Еременко благосклонно кивнул:
– А какое впечатление он произвел на Жана?
– Жан тоже был уверен, что американец – бурундук бурундуком. Сказал, что хочет спустить в Москве шесть с половиной тысяч. Жан подумал, он прямо там, за стойкой, примется выгребать деньги из карманов. Поехали на квартиру к Профессору. У Профессора – обычная богема, водка рекой и дым коромыслом. Когда Жан спустя четверть часа напомнил о сделке, Вульф уже был слишком пьян. Во всяком случае, он не понял, о чем идет речь.
– Хм. А с виду довольно крепкий, – заметил Еременко, разглядывая фотографии скрытого наблюдения.
Он остановил пальцем «вечный двигатель», но угловатый атлет, дернувшись, вновь продолжил упражнение. Поморщившись, полковник нажал кнопку выключателя. Гимнаст застыл вниз головой.
– Профессор с ним работал? – спросил полковник.
– Так точно. Работал. Безрезультатно. Очень осторожные реакции.
– Осторожные реакции – прежде всего, продуманные реакции. Возможно, американец куда крепче, чем кажется…
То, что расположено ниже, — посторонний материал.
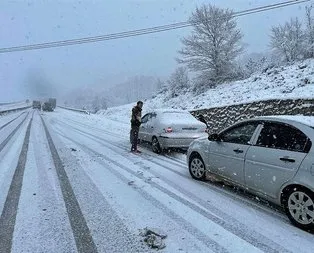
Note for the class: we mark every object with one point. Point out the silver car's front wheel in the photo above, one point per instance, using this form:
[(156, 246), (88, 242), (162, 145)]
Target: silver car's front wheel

Шахов промолчал, поскольку спорить с начальством не привык, а повторять, как попугай, не решался из осторожности. Еременко же продолжал с интересом рассматривать свою обездвиженную игрушку. Но вот он щелкнул кнопкой, и атлет снова принялся накручивать круги вокруг блестящей перекладины.
– До чего интересная штука, – произнес полковник таким тоном, словно собрался произнести лекцию о законах гравитации и ядерных взаимодействий.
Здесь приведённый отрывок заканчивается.